Queen’s Gambit Growth Capital is a fundamentally different kind of SPAC, founded on the principles of diversity and partnership. Our 100% female-led management team and board are seasoned senior executives, thought leaders and operators; our sponsor, Agility Logistics, is committed both to providing commercial opportunities and to lending its operational resources to our target.

The facts:

  • You can consider every member of our management, board and advisory to be fully engaged as part of the team; they aren’t just for show.
  • We are operators who have built, run, and led companies. We understand how to accelerate growth without compromising entrepreneurial culture by adding just enough process to enable extraordinary execution.
  • We bring an unparalleled network of potential customers, investors, entrepreneurs and business leaders that will open doors to major corporate partners, blue-chip investors and everything in between for our target.
  • Our team includes two public company CFOs who have navigated the transition from private to public and have cultivated through experience a thorough understanding of true market readiness as well as the rigors of controlling a public company.
  • Our partnership with Agility Logistics provides a unique analytical perspective as well as the promise of substantial commercial and operational benefits for our ultimate target.
  • We are committed to supporting existing management teams.

Our investable universe spans Healthcare, Fintech, Frontier Technologies and Logistics with a particular focus on broad ESG themes.
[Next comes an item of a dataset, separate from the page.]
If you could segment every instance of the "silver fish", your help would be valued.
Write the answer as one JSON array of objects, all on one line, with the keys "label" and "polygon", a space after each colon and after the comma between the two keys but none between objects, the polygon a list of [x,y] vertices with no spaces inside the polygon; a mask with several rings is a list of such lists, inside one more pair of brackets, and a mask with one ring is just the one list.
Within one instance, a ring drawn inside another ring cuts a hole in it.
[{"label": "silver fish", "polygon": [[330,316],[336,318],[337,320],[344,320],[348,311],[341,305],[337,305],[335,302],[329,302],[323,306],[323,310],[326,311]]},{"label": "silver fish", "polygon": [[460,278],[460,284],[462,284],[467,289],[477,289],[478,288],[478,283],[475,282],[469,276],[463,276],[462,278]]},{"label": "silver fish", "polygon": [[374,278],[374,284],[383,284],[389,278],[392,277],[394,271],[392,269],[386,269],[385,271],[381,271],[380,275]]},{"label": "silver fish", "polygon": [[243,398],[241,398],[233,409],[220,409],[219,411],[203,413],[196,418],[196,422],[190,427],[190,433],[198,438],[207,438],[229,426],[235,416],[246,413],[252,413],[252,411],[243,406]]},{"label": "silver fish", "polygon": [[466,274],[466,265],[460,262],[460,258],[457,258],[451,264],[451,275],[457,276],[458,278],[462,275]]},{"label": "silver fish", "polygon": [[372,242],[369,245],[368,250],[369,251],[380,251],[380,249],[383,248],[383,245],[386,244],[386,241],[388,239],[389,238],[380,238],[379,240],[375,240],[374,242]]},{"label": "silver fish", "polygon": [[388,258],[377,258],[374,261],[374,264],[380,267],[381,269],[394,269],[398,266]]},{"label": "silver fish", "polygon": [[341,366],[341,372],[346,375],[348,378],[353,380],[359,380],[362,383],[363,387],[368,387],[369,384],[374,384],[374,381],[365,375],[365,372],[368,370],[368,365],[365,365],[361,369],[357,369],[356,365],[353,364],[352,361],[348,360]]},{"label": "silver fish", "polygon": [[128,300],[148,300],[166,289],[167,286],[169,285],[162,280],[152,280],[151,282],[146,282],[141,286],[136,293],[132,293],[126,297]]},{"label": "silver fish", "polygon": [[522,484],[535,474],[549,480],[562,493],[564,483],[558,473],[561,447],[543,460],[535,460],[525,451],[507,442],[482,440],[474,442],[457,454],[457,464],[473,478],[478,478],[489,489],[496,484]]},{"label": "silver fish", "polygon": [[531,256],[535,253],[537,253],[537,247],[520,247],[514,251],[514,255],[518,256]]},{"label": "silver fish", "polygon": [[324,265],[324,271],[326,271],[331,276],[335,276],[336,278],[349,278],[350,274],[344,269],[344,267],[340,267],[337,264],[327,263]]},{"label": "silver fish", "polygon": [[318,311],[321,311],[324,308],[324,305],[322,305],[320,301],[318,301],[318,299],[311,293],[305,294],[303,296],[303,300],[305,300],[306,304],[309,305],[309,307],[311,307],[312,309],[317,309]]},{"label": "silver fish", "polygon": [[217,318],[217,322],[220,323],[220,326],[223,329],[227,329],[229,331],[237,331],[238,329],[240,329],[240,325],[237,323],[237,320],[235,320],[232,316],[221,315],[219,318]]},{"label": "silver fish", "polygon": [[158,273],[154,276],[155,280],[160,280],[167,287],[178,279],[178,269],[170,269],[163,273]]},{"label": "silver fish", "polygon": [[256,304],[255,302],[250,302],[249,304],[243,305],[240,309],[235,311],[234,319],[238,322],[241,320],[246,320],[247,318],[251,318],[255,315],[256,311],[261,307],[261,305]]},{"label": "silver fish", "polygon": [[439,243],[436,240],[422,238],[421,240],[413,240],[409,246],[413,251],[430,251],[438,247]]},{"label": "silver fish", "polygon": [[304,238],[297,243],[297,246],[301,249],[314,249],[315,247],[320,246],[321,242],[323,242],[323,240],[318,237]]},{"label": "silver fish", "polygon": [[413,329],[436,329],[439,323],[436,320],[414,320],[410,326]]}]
The ideal target will have already retired its technical risk, have a clear pathway to profitability, be prepared to immediately capitalize on a significant capital injection to stimulate explosive growth and have a public markets ready, stellar management team. This last point is especially crucial as we are looking to partner with a driven, aligned and ambitious existing group. We will measure our success by ensuring that a resilient, sustainable public enterprise is created as a result of partnering with Queen’s Gambit.

By leveraging our diverse view and far-reaching network as an asset and accelerant, our target company can expect the Queen’s Gambit board and advisers to facilitate revenue generating partnerships and provide access to blue chip, high-quality long-term capital. As experienced business leaders with decades of cumulative experience as public company directors, our shareholders and our target company can have confidence in our ability to perform thorough diligence of the target company’s past financial performance, strategic thinking competencies, risk management capabilities, as well as in our commitment to establish sound audit, compensation and governance oversight.

We believe that our value proposition is as appealing as it is differentiated. We couldn’t be more excited to engage with today’s most promising companies.

P.S. Our name is in keeping with our CEO’s history of naming her funds after chess moves and is a statement of our mandate for diversity. Any allusion to a certain Netflix show should be considered purely coincidental.

About the authors:

Victoria Grace is the CEO of Queen’s Gambit Growth Capital and founding partner of Colle Capital Partners LP, an opportunistic early stage technology venture fund. She previously served as Partner at Wall Street Technology Partners LP and Director of the Dresdner Kleinwort Wasserstein Private Equity Group. She co-founded Work It, Mom! and co-managed the company for five years until its merger. Victoria serves on the board of Vostok New Ventures, an investment company with presence in Sweden.

Betsy Atkins is a member of the Queen’s Gambit Advisory Board and the CEO / Owner of Baja Corporation. She is a globally recognized corporate governance thought leader having served on over 34 public boards and currently serving on the board of Volvo Cars, Wynn Resorts, and is the Chair of the Google Cloud Advisory Board.

The views and opinions expressed herein are the views and opinions of the author and do not necessarily reflect those of Nasdaq, Inc.